Anne got married in l940 to Bob Kyle and in l946 they bought their house in New Toronto for $2800. Bob was a comedian and a great impersonator. We all laughed a lot back then. I lived and worked for GMAC Financing in North Bay for l8 years. At age 48 I was transferred to their Oshawa office. I moved down to Toronto and in with Anne and her husband Bob. I lived in their basement apartment on Twentieth Street and kept an apartment in Oshawa where I stayed Monday through Thursday. Anne used to bake and cook me meals for the week and send me on my way with my care package making sure I was well fed while away from home. I retired in 1983 and moved permanently into their home, which I live in today.
Anne on the other hand went back to work after not working for twenty years for Ruddi Signs, which is now Via Comm. Anne retired at 75 and even today the people she worked with remember her fondly.
After her retirement Anne and I grew closer and closer. We traveled the world. I have such wonderful memories of those times. We toured California together. Anne loved to gamble so we often went to Los Vegas. We also started going south for the winter. We would drive to Florida in October and did not return until the end of March. Anne and I, well, we had a great time together. We took a bus tour to Anaheim, California once. Anne loved the Parade of Roses and in l978 I bought the two of us tickets to the parade as a surprise for Anne on her birthday which was on New Year's Eve. We had front row reserved seats. We watched the parade every New Year's Day and I still do to this day. I loved to surprise Anne with things I knew she really liked. I think in some ways I was trying to repay her back for all those years she supported and cared for me.
In our last trip to Florida, Anne fell and broke several vertebrae. Anne was tough as nails in many respects. She insisted on driving home with me instead of flying. She said, "You're not driving by yourself, and that's that!"
Anne always persevered.
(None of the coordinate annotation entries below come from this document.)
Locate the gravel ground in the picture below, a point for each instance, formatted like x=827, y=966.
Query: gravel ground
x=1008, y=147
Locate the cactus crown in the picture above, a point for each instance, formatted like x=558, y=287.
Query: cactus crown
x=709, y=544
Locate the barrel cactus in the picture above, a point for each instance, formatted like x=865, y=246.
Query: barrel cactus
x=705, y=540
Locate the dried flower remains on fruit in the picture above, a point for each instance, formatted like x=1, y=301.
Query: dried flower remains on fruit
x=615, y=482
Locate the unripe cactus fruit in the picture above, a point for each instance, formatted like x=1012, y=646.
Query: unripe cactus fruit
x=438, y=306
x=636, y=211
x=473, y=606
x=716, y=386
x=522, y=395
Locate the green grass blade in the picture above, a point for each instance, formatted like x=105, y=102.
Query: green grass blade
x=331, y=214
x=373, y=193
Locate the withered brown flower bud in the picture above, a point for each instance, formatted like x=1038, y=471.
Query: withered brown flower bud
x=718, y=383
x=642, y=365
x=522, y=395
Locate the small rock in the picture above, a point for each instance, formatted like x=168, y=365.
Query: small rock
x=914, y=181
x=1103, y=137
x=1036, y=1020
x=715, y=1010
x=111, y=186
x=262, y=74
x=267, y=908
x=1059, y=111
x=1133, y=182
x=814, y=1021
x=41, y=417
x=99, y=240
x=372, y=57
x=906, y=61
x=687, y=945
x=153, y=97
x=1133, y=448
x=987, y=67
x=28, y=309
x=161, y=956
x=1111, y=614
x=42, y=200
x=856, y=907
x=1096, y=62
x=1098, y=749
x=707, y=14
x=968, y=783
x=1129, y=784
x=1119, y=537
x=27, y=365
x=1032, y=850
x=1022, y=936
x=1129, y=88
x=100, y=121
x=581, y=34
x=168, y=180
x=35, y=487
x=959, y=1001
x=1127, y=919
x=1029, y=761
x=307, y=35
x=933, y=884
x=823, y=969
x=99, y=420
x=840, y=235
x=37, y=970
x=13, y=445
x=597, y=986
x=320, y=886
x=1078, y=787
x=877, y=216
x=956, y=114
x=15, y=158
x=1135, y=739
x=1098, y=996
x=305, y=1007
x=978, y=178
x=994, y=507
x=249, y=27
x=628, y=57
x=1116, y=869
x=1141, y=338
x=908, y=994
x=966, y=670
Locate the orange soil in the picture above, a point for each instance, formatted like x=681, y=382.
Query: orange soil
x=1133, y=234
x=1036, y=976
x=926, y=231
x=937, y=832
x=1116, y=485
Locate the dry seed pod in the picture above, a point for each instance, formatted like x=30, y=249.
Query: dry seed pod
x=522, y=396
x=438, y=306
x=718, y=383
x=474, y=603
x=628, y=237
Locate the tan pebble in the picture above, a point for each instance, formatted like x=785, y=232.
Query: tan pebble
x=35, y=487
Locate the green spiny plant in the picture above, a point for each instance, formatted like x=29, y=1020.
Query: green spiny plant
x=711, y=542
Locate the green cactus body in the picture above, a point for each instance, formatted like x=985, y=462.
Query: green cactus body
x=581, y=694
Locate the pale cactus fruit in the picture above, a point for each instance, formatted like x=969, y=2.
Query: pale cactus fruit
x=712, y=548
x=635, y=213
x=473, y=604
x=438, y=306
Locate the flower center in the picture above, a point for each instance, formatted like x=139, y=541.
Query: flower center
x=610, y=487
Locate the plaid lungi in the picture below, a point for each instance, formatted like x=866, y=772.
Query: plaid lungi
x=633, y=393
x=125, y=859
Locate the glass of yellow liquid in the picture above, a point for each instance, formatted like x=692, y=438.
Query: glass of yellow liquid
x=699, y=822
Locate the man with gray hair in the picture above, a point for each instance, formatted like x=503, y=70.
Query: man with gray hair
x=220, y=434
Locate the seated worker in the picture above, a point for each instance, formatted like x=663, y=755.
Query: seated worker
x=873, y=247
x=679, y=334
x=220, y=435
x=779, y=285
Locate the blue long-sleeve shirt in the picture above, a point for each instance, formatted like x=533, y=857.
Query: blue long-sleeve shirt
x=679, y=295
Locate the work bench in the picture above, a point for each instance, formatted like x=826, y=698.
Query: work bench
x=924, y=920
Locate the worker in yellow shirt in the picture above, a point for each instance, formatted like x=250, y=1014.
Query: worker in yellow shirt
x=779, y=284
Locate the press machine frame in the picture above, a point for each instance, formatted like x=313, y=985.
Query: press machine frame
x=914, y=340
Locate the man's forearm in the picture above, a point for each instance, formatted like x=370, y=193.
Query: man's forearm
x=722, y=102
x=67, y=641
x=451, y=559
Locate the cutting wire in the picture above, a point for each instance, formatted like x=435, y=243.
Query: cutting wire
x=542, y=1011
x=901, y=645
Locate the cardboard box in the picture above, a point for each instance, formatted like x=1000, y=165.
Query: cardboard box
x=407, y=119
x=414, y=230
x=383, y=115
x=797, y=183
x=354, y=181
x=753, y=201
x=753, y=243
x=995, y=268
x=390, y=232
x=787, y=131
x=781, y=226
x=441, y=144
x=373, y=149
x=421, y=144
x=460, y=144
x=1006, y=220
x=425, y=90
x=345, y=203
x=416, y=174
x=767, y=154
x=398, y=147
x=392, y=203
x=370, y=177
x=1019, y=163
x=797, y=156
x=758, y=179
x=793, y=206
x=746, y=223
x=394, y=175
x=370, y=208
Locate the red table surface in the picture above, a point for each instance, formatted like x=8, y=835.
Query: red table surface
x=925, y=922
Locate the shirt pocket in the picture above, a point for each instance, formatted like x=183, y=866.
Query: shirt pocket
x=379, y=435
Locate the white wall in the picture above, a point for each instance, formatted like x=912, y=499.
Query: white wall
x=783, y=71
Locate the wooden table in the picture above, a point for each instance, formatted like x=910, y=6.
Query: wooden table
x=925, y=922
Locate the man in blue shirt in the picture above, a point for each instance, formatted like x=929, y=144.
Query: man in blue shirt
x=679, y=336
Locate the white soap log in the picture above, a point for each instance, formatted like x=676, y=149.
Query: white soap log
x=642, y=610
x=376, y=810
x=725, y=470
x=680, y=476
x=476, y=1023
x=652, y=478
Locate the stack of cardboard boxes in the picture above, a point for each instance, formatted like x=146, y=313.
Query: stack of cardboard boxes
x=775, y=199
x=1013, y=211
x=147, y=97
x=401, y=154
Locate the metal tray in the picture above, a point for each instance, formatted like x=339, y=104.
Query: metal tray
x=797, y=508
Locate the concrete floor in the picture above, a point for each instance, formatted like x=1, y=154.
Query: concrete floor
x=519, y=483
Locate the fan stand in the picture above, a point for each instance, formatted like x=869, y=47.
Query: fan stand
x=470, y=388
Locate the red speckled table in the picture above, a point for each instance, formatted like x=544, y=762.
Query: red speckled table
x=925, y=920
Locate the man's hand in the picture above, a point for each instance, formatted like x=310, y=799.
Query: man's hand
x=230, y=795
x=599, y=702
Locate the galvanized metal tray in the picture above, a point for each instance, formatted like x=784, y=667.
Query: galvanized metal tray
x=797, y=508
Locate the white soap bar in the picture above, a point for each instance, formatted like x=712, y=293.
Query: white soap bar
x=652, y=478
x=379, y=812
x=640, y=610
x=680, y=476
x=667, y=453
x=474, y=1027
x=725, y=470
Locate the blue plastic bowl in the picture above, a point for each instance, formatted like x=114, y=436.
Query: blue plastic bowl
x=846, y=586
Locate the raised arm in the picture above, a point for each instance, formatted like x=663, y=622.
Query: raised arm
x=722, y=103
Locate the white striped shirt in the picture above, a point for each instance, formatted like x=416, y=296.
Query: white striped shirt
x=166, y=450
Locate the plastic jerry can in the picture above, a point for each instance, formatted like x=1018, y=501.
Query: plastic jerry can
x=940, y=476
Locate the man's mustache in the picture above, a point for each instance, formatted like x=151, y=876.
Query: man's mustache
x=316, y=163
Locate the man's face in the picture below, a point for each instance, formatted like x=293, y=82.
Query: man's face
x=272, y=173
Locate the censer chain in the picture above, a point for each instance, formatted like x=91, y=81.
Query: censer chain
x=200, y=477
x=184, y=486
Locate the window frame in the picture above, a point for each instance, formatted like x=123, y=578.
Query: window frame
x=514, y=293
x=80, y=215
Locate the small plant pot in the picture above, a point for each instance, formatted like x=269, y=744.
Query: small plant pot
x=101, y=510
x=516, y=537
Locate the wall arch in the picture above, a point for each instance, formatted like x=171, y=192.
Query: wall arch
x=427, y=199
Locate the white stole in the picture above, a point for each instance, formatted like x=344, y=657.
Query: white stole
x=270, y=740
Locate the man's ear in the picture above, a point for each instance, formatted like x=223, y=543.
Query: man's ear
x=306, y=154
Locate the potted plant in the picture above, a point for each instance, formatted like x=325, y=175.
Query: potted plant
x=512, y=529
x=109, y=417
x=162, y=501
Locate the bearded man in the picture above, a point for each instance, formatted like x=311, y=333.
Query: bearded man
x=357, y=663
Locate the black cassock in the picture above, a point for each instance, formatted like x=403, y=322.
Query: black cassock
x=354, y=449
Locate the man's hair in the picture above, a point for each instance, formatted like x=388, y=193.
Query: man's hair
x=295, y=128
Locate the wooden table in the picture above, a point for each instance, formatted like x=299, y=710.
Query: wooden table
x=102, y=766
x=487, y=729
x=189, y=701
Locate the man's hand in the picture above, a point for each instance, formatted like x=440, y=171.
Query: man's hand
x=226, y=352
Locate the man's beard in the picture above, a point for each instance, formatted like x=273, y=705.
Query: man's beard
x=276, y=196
Once while in England touring around we had walked so much that Anne's feet began to hurt and in particular her toes. "I have to keep going. I insist on seeing the Palace and in particular Queen Victoria's statue", she said. As tears rolled down her face she said, "Cut the toes out of my shoes, cut them out". Anne just had to look at me with her "bulldog" chin protruding and I knew I had to do what she asked. Off came the end of her shoes and we continued on with our sightseeing, toes protruding from those cut up shoes.
When traveling long distances was no longer possible Anne loved to go up to Woodbine to gamble. She was very well known there. She was the only gray haired elegant older woman pushing her own wheelchair through the casino. She even celebrated her 90th birthday up there.
In l978 I was able to surprise Anne again. Anne was a real sharp dresser. She loved to wear black, red and white quite often. But Anne's car was on it last legs so one day I tracked down a brand new black Monte Carlo. It was beautiful with its red leather seats. I brought it home and announced to Anne it was hers. She was without words. Anne looked real sharp in her matching outfits as she drove around town. Some even started to call her the "Mafia Queen". She drove that car proudly.
Anne knew everyone on our street in New Toronto. She cooked for people, she crocheted baby gifts, and always brought a gift for the older children in the family so they didn't feel left out when the new baby arrived home. Anne often sat out front on the porch and talked to people as they passed by. When she did not want company she retired to the back verandah on her lounge chair and just relaxed.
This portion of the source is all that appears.